City needs N$4.8 billion for Transport Master Plan

City needs N$4.8 billion for Transport Master Plan

The City of Windhoek (CoW) needs N$4.8 billion to fully implement its Sustainable Urban Public Transport Master Plan until 2030, which aims to improve public transport and involves the upgrading of mayor arterial roads into high density areas such as the central business district (CBD). It is envisaged that once this plan is implemented it will result in less congested roads in the capital as well as more parking spaces in the CBD. Heavy traffic congestion and a severe lack of parking spaces in Windhoek have been attributed rapid urbanisation, the constant influx of people, an increase in vehicle ownership, as this is seen as a status symbol, as well as the lack of reliable public transport.

According to CoW spokesperson, Joshua Amukugo, funding options to obtain the N$4.8 billion include approaching government or financing institutions such as the African Development Bank and “so called” Green Funds. A mutual fund or other investment vehicle that will only invest in companies that are deemed socially conscious in their business dealings or directly promote environmental responsibility. A green fund is type of investment vehicle for companies engaged in environmentally supportive businesses, such as alternative energy, green transport, water and waste management, and sustainable living.

The City is in the process of implementing the Sustainable Urban Public Transport Master Plan. This is a comprehensive plan that includes busses, taxi, non-motoring transport (NMT) and efficient land use in reducing trips. The purchase of the new busses, with which the city has already started, and introducing new bus lines is an integral part the plan. The idea is to eventually introduce a complete new bus network, of which some lines will be systematically upgraded to priority lines and Bus Rapid Transport (BRT), according to anticipated demand. City planners also envisage that by 2030 some bus lines will warrant the introduction of light rail. Also, numerous arterial roads need upgrading to accommodate priority lines and BRT, to make provision for all modes of transport.

“At this stage feasibility studies are first needed on how best to implement the priority and BRT lines, considering space constraints while NMT such as bicycling and walking infrastructure improvement, also forms part of the plan,” said Amukugo.

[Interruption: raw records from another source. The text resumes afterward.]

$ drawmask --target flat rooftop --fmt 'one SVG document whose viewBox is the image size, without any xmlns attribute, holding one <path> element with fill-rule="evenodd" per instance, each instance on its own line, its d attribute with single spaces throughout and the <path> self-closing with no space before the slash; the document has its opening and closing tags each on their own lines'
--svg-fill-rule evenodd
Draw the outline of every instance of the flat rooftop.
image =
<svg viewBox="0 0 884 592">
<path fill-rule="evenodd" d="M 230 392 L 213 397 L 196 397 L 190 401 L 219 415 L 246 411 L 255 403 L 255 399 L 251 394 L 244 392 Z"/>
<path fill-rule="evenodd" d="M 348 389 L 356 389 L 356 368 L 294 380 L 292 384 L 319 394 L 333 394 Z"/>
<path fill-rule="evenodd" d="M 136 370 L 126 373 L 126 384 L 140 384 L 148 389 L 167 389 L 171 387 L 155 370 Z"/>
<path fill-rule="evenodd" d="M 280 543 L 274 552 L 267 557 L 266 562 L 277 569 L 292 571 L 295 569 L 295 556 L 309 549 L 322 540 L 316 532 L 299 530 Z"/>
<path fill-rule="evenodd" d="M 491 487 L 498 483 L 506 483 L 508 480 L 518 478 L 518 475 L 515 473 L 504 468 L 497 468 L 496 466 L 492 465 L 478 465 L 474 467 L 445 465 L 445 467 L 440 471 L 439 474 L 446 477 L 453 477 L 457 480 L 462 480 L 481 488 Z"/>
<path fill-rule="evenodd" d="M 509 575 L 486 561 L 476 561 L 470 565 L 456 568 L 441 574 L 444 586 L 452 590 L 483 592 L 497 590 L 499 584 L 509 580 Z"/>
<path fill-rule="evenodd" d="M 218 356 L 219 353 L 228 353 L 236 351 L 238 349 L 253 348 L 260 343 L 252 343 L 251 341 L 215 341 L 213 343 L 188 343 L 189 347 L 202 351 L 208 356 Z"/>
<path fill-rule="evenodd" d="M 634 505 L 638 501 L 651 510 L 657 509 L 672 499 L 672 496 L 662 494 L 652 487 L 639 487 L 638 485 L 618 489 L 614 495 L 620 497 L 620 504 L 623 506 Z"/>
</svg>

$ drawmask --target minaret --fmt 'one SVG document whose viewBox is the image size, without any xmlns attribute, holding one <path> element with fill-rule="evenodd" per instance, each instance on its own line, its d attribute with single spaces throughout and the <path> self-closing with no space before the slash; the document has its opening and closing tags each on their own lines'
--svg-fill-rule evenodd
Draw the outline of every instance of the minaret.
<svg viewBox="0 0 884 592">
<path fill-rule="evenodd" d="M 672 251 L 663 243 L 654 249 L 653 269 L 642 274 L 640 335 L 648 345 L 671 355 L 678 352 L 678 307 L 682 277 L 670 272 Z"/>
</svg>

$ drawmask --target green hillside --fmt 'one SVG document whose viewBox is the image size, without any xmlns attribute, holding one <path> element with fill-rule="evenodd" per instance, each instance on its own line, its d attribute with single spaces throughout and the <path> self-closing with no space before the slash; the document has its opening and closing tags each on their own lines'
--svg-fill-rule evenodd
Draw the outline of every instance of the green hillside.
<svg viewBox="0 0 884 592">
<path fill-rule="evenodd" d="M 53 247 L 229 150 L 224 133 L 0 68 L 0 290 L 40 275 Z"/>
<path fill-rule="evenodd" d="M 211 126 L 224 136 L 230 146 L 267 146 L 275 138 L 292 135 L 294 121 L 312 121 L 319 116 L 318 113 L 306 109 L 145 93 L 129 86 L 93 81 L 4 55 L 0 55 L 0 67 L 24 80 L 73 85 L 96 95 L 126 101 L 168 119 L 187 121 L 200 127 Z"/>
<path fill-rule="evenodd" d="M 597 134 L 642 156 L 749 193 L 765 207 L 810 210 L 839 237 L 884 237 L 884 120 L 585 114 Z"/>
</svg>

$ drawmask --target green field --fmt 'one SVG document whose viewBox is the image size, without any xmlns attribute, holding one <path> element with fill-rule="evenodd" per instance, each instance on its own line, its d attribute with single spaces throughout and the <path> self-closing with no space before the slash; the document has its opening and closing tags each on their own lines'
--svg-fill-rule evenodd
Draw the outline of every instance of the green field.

Furthermore, according to parking studies conducted by the CoW, there will soon be a shortage of about 3000 parking spaces throughout the CBD. “Such prediction is greatly dependent on actual growth rate and development taking place in the CBD, also taking into account any public transport improvements, implying the more people use public transport, the less parking is required,” Amukugo explained. he noted that numerous recommendations have been made to cater for such future shortfall such as various erven throughout the CBD that were reserved for future parking lots. “Unfortunately all of the vacant erven that were reserved for future parking provisions in the CBD were sold by (Windhoek City) Council, with the last remaining two erven currently out on tender,” Amukugo stated.

“Some public parking provision is incorporated to form part of such tenders, providing some parking alleviation. The latest study, conducted in 2004, showed that the CBD will as from 2015 not have enough space to absorb any large increase in vehicles, implying no place to store such vehicles due to lack of parking. Vacant land in the CBD remains a scarce commodity and is high in demand,” Amukugo noted. He added that the City made its intentions clear that it would rather avail such land for development instead of retaining the land for parking. In addition, if the land is not used for development then eventually the city simply runs out of necessary resources to develop parking lots, which means the land then remains undeveloped and unoccupied.

“Developing parking within the CBD has shown to be very costly and not being financial viable, equally considering limited resources and other priorities and challenges the City is facing. Without available land and adequate resources to create additional parking, options that remain would be to improve public transport to ensure lesser vehicles having to enter the CBD,” Amukugo reiterated.

Transportation studies conducted, incorporating the City’s growth rate and latest travel patterns, have confirmed that numerous arterial roads need upgrading to accommodate congestion. Upgrading plans were developed for the years 2005 to 2010, 2010 to 2015, 2015 to 2020 and onwards. “At present the City is experiencing a backlog while the majority of the arterial road upgrading envisaged until 2015 has not realised due to lack of funds. The problem is not the lack of planning but securing funds for road upgrading, which enjoys a lesser political priority. At present the implementation of the Sustainable Urban Public Transport Master Plan is enjoying preference above any arterial road upgrading,” said Amukugo.